The report says that companies should be transparent about the causes of bugs, providing detailed information on security vulnerabilities to help researchers and industry experts ascertain which percentage of vulnerabilities are due to memory safety.
But knowing where to start will be difficult because vulnerability disclosures generally don’t provide enough information to link the cause of a flaw to a particular language.
“For example, Apple’s security bulletins currently don’t provide enough details to distinguish C/C++ induced memory vulnerabilities from logic bugs,” it notes.
The report acknowledges an industry belief that social and commercial incentives that are needed to fully address a problem of this scale do not exist.
It also imagines a world where “memory-safe” procurement regulations do exist.
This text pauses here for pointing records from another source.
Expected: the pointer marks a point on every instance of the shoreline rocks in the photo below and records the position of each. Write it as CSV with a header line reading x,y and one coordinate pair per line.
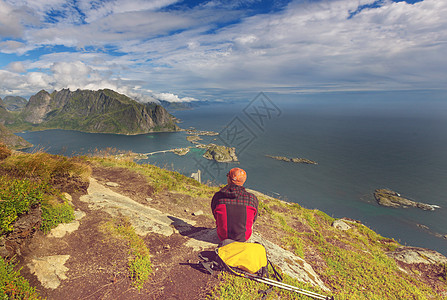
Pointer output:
x,y
294,160
219,153
389,198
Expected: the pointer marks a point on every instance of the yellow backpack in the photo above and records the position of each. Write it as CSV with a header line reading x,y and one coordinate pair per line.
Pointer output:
x,y
249,257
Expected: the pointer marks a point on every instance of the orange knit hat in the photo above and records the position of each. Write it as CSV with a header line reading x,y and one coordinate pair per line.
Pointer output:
x,y
237,176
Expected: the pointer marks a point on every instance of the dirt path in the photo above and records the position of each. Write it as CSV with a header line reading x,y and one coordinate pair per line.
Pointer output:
x,y
82,260
87,263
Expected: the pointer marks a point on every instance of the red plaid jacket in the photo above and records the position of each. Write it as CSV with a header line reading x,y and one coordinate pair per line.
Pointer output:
x,y
235,211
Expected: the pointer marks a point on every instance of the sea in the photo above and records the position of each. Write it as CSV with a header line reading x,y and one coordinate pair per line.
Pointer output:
x,y
362,141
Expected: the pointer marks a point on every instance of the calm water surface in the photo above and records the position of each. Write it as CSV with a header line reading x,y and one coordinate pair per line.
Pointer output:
x,y
361,141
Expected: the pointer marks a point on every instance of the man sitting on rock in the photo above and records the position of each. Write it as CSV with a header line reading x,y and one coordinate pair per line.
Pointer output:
x,y
234,209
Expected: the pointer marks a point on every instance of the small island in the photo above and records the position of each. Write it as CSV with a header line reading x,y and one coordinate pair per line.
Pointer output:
x,y
193,139
389,198
294,160
194,131
219,153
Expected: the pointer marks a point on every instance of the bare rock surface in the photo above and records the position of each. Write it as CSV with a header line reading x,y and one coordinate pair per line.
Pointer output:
x,y
50,270
341,225
289,263
416,255
144,218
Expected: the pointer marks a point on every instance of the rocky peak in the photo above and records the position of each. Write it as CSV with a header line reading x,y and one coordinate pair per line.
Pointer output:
x,y
96,111
37,107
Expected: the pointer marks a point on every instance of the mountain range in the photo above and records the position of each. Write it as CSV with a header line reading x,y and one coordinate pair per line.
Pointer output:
x,y
103,111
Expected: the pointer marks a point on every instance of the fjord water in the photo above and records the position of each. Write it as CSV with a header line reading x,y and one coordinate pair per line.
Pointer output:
x,y
361,141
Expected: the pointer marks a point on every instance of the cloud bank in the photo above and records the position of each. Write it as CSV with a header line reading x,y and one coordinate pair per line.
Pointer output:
x,y
164,48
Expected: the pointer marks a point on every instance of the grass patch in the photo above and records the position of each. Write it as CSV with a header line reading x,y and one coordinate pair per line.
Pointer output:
x,y
14,286
139,264
45,167
17,196
55,214
160,179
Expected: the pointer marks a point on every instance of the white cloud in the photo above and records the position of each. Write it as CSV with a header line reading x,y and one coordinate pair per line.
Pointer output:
x,y
17,67
172,97
309,45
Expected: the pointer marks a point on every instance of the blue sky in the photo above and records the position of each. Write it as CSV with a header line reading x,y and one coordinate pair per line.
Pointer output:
x,y
194,49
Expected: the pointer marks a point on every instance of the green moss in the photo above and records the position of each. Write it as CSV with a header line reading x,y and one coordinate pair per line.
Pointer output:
x,y
139,264
55,214
17,197
13,285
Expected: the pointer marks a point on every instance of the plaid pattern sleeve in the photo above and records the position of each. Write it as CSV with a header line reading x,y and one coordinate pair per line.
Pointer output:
x,y
234,194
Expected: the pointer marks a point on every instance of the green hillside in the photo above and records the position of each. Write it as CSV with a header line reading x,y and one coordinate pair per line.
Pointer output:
x,y
103,111
354,263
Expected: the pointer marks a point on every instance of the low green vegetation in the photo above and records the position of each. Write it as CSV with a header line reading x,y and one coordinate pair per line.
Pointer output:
x,y
17,197
353,263
27,182
159,179
139,264
12,285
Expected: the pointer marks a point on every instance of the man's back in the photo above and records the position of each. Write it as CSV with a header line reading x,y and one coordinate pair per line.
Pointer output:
x,y
235,211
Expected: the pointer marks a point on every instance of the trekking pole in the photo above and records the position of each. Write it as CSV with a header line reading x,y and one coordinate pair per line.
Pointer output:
x,y
288,287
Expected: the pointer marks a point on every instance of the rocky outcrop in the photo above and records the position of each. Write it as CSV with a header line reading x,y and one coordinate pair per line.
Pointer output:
x,y
294,160
38,107
24,228
416,255
14,103
219,153
390,198
11,140
103,111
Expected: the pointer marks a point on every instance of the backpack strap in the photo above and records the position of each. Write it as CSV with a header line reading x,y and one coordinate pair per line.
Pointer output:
x,y
209,265
275,273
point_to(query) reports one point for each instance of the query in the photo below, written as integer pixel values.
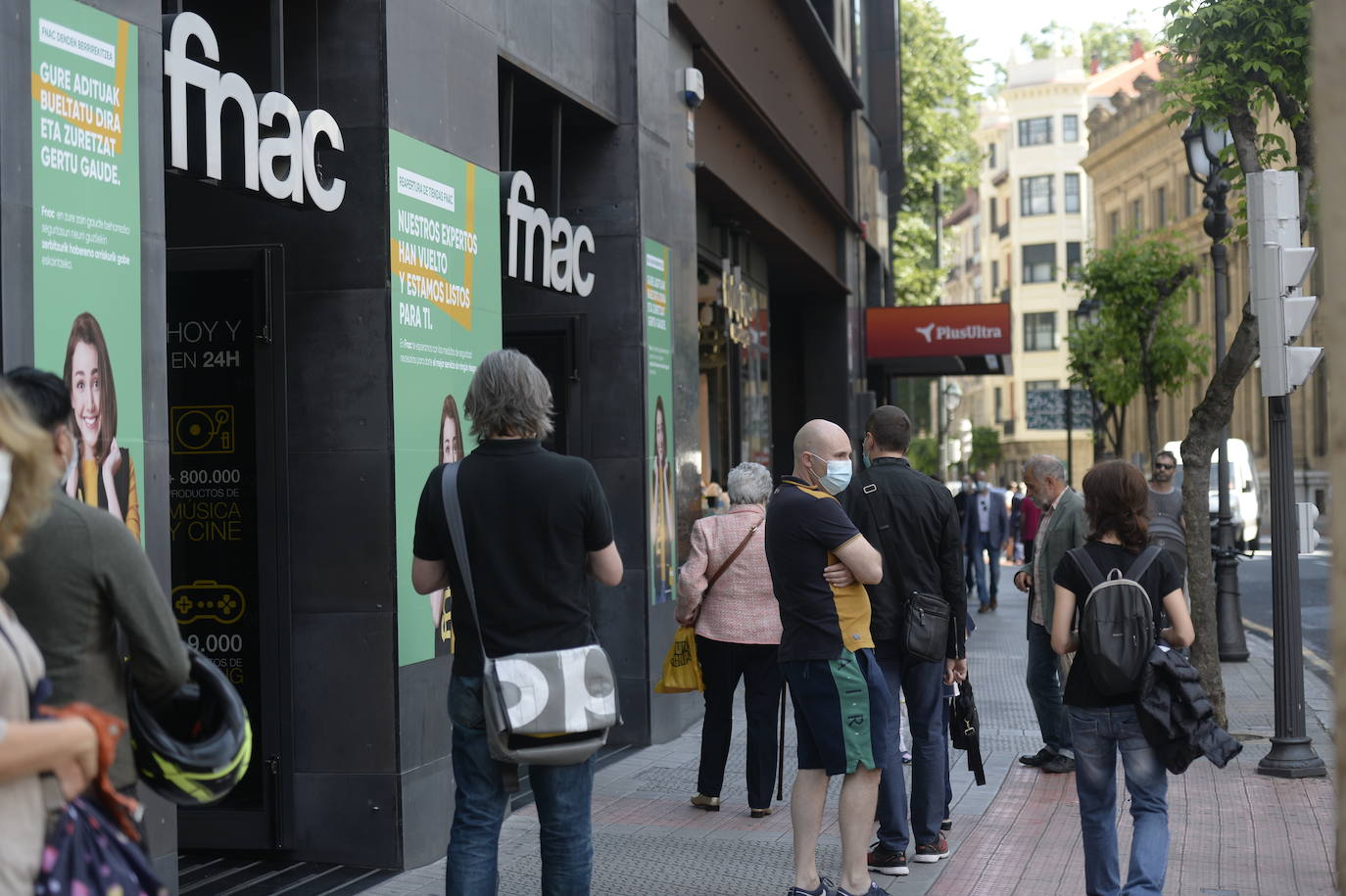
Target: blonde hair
(31, 477)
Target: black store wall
(338, 533)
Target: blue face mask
(836, 478)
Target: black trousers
(722, 666)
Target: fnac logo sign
(283, 165)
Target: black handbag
(928, 627)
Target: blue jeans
(1044, 686)
(561, 792)
(980, 562)
(1098, 733)
(921, 684)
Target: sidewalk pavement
(1233, 831)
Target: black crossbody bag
(926, 618)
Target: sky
(997, 24)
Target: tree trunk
(1208, 420)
Today, it notes, you can’t buy routers written entirely in memory safe languages because no such products exist.
“But it may be possible for the government to say that newly developed custom components have to be memory-safe to slowly shift the industry forward. This would require some type of central coordination and trust in that system. The government could ask for a memory safety road map as part of procurement. The map would explain how the companies plan to eliminate memory-unsafe code in their products over time,” it notes.
Ideas to push the adoption of memory safe language use include getting developers to list the memory safety mitigations used by a piece of software, as well as a “nutrition label” approach to indicate what percentage of code is covered by safe languages, audits, fuzzing, sandboxing, least privilege, and more.
It also recommends regulatory and monetary incentives for organizations to transition legacy code to memory safe languages.